I dropped down a gear and leaned into the bike and hammered the throttle. Speed smeared the meadow into a three dimensional collage of colors. I passed two blue birds in flight and freeze framed them across my living canvas creating some kind of strange Monet painting. I let off the throttle and coasted by the birds in silence. I forced myself to breath slowly, as I turned in the seat, my eyes followed the birds as they floated to the white dogwoods near the water. I looked up and a much larger bird hung over the meadow. Perhaps waiting for a rabbit or eyeing a fish in the stream. Fish I now knew how to catch. The only thing missing were the buffalo and the Indians, one being nearly as extinct as the other.

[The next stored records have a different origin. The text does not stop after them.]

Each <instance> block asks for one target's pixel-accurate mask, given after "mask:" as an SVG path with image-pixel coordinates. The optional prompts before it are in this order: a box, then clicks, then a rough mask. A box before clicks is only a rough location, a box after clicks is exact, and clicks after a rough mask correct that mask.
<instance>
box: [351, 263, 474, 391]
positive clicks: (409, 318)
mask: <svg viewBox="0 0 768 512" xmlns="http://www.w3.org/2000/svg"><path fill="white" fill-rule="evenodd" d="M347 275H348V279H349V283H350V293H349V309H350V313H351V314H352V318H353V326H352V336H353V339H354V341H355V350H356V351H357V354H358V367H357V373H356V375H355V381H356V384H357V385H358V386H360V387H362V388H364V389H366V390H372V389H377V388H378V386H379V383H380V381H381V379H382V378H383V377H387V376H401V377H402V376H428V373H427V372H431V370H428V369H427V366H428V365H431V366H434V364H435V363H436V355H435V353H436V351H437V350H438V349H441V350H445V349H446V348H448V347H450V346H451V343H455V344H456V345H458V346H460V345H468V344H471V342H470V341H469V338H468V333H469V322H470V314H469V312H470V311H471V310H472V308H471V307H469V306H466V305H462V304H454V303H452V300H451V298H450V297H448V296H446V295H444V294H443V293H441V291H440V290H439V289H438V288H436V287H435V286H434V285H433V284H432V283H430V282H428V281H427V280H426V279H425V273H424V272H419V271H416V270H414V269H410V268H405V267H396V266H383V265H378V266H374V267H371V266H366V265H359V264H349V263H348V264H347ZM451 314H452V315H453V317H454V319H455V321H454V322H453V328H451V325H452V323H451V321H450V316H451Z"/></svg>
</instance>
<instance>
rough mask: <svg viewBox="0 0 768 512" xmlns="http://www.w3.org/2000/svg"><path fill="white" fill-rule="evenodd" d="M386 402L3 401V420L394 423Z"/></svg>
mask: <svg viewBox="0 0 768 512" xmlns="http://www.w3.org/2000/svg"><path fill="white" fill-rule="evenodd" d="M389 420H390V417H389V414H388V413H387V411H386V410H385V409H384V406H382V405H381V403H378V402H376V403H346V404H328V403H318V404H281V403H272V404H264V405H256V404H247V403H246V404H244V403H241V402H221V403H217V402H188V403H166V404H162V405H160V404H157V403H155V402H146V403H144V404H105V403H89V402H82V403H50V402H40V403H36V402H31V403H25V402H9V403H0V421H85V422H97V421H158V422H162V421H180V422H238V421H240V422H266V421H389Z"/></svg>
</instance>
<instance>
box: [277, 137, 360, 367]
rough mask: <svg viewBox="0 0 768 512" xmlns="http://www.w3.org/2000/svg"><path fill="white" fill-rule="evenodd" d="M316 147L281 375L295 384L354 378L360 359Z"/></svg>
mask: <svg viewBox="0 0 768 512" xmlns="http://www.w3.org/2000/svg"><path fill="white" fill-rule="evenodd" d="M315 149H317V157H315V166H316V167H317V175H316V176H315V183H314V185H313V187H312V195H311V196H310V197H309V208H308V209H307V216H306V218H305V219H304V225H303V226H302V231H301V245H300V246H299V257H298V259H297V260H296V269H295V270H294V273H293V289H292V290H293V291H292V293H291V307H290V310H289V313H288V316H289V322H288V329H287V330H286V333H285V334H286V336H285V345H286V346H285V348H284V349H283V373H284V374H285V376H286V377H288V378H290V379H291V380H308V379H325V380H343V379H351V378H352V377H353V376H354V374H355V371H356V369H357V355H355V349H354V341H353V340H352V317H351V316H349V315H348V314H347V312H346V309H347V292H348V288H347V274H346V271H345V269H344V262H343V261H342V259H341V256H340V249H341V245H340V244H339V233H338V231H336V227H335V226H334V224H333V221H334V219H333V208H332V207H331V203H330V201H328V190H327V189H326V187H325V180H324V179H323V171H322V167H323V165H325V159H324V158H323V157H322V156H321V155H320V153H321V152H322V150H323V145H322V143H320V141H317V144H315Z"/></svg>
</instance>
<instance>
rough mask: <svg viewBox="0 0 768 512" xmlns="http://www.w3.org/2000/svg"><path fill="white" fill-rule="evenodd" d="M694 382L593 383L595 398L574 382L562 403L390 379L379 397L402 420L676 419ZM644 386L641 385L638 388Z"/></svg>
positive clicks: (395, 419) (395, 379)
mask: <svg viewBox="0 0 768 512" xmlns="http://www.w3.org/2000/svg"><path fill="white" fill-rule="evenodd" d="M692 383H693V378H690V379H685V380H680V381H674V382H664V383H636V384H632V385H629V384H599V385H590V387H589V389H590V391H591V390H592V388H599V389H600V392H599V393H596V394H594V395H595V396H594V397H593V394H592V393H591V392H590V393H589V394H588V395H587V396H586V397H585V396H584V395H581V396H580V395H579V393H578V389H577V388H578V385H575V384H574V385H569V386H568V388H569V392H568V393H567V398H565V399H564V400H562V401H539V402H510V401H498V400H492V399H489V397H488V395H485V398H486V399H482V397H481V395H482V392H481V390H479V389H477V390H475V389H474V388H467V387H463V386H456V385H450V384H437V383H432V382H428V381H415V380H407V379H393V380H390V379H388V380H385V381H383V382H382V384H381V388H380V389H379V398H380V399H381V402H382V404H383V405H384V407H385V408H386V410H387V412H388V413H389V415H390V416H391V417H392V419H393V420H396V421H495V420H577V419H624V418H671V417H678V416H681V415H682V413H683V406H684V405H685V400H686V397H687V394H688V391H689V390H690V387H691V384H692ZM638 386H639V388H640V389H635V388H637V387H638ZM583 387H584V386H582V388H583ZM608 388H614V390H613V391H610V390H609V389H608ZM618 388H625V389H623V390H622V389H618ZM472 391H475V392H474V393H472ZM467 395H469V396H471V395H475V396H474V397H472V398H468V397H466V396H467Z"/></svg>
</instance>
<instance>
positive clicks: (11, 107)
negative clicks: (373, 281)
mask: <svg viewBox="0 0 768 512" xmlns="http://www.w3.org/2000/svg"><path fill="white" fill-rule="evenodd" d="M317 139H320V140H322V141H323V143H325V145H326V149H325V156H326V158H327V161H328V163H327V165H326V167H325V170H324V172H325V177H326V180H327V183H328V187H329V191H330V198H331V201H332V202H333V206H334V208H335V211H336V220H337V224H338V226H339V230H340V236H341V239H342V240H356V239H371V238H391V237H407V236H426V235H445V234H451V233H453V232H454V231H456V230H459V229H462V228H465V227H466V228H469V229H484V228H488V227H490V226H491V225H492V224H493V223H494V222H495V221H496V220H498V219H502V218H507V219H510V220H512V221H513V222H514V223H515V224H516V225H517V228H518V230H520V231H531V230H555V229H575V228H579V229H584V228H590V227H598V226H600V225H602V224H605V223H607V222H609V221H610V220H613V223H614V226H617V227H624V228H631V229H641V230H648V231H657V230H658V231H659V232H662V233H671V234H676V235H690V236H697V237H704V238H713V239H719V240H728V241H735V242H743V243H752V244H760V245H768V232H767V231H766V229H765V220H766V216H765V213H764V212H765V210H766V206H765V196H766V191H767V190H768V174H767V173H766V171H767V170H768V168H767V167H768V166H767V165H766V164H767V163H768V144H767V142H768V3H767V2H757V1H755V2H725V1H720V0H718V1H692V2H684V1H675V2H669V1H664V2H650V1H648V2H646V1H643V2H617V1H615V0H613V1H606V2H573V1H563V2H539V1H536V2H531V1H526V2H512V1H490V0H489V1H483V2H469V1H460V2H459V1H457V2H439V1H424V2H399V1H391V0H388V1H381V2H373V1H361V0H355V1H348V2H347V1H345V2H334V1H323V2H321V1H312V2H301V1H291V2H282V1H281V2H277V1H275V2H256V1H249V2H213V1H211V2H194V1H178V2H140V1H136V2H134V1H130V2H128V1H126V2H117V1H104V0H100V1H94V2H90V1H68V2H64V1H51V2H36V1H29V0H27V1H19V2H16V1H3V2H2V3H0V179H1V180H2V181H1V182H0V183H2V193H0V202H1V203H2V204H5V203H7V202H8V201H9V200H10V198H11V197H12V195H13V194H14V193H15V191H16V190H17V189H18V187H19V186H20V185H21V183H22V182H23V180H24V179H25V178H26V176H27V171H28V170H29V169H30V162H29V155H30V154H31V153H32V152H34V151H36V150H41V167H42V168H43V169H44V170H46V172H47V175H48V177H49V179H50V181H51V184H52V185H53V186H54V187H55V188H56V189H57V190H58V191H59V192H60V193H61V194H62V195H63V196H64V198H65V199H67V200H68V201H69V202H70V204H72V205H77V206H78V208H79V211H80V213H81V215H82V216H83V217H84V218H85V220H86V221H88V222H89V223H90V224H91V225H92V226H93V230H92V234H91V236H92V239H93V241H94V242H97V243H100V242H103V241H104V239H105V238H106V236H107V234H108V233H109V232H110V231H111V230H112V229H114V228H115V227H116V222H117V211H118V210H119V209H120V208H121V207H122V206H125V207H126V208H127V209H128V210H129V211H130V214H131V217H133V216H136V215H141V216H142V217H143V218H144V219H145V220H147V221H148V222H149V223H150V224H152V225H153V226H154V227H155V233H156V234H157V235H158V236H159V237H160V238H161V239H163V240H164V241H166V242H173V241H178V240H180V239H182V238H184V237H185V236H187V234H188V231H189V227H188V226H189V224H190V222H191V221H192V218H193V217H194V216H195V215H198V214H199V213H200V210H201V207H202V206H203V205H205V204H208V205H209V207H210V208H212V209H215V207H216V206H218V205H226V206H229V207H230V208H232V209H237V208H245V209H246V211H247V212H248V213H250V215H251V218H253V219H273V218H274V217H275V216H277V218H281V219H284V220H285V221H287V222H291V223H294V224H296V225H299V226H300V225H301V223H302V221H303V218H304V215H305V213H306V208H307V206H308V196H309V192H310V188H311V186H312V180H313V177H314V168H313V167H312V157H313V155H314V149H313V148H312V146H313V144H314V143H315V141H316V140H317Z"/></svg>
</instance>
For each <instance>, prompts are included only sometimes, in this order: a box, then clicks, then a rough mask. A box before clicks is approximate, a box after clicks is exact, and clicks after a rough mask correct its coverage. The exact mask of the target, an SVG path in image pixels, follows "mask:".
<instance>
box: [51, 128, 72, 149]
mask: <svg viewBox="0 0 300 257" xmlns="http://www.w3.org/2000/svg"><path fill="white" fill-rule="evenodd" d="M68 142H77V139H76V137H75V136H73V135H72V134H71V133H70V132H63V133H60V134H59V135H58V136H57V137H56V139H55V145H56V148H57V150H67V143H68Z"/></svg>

This was the straightest patch of road in the canyon and I was wasting it. I leaned into the bike and pushed it hard. The bike was heavier than most in the race, but I wanted that extra large radiator and weight for stability on the hundred mile run. Others could beat me through the canyon, but the heat and wind would play hell with them on the open run through the desert. The scream from the motor was echoing off the canyon walls all around me, and suddenly it was gone as I cleared the canyon. I let go of the throttle to cool the motor and took a deep breath as I coasted in the cool desert air.

All was silent and I was floating, perhaps in a boat on a lake, not talking, not fishing, and not caring. Maybe it was a genetic curse or perhaps it was a test older people use to see if they can still remember the past. A test for dementia without asking embarrassing questions out loud. Some kid on a new factory supported bike would win this race. A kid too young to have a past and he wouldn’t know when to set the fishing rod down and spend time talking to his dad. Like my father, I thought of other things. I saw the canyon the way they would want me to see it. The painted desert was ahead and I was where I needed to be.

I smiled at the temperature gauge and ran the tack up for the long haul. The tires were expensive and the motor was balanced and blueprinted. I leaned forward on the bike and wound out fifth and pushed it into sixth gear to burn up the remaining miles to the finish line. A helicopter don’t catch me now. The desert was in full bloom and the cacti were old and huge. I saw a badger and several other animals up real close and a deer came so close I could touch it. There were no bikes behind me and I passed a couple of bikes that were smoking. Literally they couldn’t wait till the end and pulled over to share a funny cigarette. I suppose to some this was just a social event.

As I finally blew by the finish line, I ripped the number off my chest and threw it on the ground. There was no reason to stop. The race wasn’t why I was here. I leaned into the bike and listened to the motor roar like a wild animal. Something crazy happens to people when they get on a fast motorcycle. I was back in sixth gear and like I said a helicopter don’t catch me now. The road was down on the desert floor with the cacti, snakes, and whatever else there was to see. Not one of those dolled up interstates mind you, but more like the original Route 66 from the old days. I make Jackson Hole by night fall and tomorrow, I see Yellowstone.